Socket module bug on OpenVMS

I

Irmen de Jong

Hi,

Recently I was bitten by an apparent bug in the BSD socket layer
on Open VMS. Specifically, it appears that VMS defines MSG_WAITALL
in socket.h but does not implement it (it is not in the documentation).
And I use the socket.MSG_WAITALL flag on my recv() calls... and
then they crash on OpenVMS.

I don't have access to an OpenVMS machine myself so could someone
else that has (or has more knowledge of it) shed some light on it?



This also raises the question to what extent Python itself should
work around platform specific "peculiarities", such as this one.
There's another problem with socket code on Windows and VMS systems,
where you get strange exceptions when using a "too big" recv() buffer.

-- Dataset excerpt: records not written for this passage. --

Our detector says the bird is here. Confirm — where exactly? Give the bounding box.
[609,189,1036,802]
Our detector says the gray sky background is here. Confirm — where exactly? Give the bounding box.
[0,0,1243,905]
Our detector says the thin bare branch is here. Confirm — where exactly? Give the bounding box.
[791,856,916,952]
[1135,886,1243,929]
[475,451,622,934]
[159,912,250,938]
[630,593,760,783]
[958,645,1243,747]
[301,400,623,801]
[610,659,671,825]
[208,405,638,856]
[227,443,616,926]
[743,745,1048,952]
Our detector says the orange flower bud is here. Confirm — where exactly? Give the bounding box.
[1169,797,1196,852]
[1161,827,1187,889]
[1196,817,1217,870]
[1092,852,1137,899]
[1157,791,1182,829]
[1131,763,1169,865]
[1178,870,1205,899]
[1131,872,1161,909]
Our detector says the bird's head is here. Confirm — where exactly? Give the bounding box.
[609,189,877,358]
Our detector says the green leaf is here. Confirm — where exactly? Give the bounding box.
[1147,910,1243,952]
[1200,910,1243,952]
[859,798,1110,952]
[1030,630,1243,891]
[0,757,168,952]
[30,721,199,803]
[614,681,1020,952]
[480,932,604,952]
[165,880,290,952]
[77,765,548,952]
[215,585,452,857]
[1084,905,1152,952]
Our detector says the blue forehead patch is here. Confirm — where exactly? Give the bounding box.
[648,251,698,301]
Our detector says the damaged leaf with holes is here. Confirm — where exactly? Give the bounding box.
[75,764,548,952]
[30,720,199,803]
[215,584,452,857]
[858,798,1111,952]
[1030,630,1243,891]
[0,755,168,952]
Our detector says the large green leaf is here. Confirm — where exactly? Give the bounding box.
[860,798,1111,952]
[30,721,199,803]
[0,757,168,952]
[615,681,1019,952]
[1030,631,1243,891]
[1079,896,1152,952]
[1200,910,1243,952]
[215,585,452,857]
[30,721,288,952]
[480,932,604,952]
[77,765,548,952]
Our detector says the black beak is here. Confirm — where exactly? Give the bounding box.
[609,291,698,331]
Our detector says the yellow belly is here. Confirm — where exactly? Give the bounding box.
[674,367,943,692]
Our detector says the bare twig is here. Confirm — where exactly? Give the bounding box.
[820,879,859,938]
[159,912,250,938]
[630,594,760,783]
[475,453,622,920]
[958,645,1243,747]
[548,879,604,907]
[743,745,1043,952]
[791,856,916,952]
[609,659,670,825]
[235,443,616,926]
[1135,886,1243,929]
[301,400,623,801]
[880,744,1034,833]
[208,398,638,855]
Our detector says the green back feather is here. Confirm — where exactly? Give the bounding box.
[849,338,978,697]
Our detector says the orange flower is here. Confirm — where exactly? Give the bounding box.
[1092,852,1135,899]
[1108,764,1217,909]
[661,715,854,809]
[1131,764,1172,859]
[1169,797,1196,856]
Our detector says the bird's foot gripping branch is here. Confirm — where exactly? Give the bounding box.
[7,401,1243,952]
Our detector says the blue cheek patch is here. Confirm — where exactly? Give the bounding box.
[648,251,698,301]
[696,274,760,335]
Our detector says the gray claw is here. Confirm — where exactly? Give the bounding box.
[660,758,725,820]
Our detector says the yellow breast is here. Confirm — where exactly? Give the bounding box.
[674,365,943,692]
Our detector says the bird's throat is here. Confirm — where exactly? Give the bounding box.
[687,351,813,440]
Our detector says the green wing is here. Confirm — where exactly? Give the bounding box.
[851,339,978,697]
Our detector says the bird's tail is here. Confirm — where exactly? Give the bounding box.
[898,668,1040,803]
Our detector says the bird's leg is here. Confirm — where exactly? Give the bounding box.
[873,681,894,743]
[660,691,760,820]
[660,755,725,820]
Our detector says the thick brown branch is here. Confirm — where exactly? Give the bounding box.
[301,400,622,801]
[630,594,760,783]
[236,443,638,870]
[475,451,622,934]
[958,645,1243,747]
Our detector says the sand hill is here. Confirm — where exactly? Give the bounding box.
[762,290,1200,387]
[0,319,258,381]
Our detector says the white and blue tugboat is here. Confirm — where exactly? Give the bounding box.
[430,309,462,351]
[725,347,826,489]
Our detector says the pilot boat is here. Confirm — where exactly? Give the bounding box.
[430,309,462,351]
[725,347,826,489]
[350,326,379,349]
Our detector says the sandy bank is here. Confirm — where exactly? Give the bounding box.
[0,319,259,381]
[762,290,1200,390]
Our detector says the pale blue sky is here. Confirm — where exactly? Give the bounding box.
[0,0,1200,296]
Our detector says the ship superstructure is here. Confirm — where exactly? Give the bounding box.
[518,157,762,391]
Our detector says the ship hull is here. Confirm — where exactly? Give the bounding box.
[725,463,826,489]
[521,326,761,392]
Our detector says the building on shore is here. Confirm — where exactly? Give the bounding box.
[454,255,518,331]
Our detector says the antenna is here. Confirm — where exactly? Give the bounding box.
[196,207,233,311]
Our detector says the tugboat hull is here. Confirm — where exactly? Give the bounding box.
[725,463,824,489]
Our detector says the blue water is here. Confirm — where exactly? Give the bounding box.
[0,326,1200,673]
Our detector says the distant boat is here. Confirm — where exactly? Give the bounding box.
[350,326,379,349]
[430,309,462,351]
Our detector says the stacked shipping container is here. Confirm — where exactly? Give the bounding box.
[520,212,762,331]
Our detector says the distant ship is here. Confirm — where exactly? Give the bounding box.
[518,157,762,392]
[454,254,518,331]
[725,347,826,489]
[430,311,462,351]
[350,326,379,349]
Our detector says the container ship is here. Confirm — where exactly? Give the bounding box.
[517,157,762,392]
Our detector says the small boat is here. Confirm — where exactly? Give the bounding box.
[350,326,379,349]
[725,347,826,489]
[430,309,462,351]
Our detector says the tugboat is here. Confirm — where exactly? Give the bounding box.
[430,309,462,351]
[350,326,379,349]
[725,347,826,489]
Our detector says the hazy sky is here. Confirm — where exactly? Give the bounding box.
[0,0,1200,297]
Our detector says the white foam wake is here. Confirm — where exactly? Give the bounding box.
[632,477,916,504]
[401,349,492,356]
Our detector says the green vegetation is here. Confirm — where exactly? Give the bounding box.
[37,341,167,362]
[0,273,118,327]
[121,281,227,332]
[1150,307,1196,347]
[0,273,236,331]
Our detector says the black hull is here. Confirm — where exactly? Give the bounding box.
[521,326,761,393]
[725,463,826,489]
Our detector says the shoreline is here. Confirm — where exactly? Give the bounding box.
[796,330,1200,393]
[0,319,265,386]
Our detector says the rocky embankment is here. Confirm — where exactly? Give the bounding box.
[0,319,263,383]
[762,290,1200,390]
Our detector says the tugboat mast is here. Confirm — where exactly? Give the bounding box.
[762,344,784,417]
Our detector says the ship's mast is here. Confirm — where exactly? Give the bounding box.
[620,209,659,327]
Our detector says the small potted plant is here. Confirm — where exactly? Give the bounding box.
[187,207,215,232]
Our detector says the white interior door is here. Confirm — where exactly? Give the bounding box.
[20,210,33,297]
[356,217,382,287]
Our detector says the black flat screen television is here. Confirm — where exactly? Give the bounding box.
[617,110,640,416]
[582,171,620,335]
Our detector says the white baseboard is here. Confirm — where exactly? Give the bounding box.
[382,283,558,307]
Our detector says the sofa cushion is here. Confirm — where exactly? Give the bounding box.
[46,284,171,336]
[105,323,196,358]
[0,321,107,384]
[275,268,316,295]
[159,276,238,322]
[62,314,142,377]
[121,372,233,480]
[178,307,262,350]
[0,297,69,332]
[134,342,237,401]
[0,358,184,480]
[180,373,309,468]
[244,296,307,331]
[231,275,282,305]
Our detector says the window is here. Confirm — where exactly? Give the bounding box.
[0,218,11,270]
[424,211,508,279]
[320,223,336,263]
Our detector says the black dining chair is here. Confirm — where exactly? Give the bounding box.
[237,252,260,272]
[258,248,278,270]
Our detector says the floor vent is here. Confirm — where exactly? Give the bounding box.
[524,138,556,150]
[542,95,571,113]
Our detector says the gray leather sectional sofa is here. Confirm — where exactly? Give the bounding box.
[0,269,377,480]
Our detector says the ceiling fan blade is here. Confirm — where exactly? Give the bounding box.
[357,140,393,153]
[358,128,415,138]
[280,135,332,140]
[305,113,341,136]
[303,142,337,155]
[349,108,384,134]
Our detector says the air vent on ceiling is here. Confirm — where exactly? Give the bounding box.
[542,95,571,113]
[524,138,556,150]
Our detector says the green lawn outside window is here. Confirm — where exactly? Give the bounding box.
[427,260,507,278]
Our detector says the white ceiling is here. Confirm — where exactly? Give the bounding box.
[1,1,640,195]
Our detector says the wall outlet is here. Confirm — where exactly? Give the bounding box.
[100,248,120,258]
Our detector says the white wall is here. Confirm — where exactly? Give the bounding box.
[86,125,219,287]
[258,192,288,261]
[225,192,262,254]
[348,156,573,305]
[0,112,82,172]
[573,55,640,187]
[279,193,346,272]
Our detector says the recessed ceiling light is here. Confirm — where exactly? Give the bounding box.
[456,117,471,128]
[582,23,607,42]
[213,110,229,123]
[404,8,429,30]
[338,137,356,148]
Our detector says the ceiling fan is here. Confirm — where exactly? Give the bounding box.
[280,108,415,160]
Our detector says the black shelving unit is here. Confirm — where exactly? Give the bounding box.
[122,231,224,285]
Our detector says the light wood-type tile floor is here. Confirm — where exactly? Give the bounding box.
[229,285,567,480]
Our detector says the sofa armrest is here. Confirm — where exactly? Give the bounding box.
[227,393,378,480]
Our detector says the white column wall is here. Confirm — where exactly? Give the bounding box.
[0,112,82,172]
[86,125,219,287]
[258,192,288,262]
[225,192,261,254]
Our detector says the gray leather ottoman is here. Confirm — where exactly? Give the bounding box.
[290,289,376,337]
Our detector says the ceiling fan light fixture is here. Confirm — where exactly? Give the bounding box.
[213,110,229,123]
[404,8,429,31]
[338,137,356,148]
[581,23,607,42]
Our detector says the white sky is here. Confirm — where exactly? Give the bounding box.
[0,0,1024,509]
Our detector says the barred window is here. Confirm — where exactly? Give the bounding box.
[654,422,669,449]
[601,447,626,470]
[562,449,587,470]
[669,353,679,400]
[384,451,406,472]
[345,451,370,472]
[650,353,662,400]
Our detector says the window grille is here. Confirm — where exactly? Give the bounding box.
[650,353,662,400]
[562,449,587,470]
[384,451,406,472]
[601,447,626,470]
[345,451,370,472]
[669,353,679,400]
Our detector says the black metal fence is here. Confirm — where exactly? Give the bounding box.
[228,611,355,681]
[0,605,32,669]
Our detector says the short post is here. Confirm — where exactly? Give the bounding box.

Things like this force me into writing all sorts of error checking
code or platform specific functions, to work around these bugs.
Just for what was supposed to be a simple socket recv() and a
simple socket send()...

In my opinion Python's socket module itself could implement these
workarounds. That would make user code a lot cleaner and less
error prone, and more portable. What do other people think?


Regards
--Irmen de Jong
 
?

=?ISO-8859-15?Q?Jean-Fran=E7ois_Pi=E9ronne?=

Hi,
Recently I was bitten by an apparent bug in the BSD socket layer
on Open VMS. Specifically, it appears that VMS defines MSG_WAITALL
in socket.h but does not implement it (it is not in the documentation).
And I use the socket.MSG_WAITALL flag on my recv() calls... and
then they crash on OpenVMS.
Which Python version, OpenVMS version, IP stack and stack version?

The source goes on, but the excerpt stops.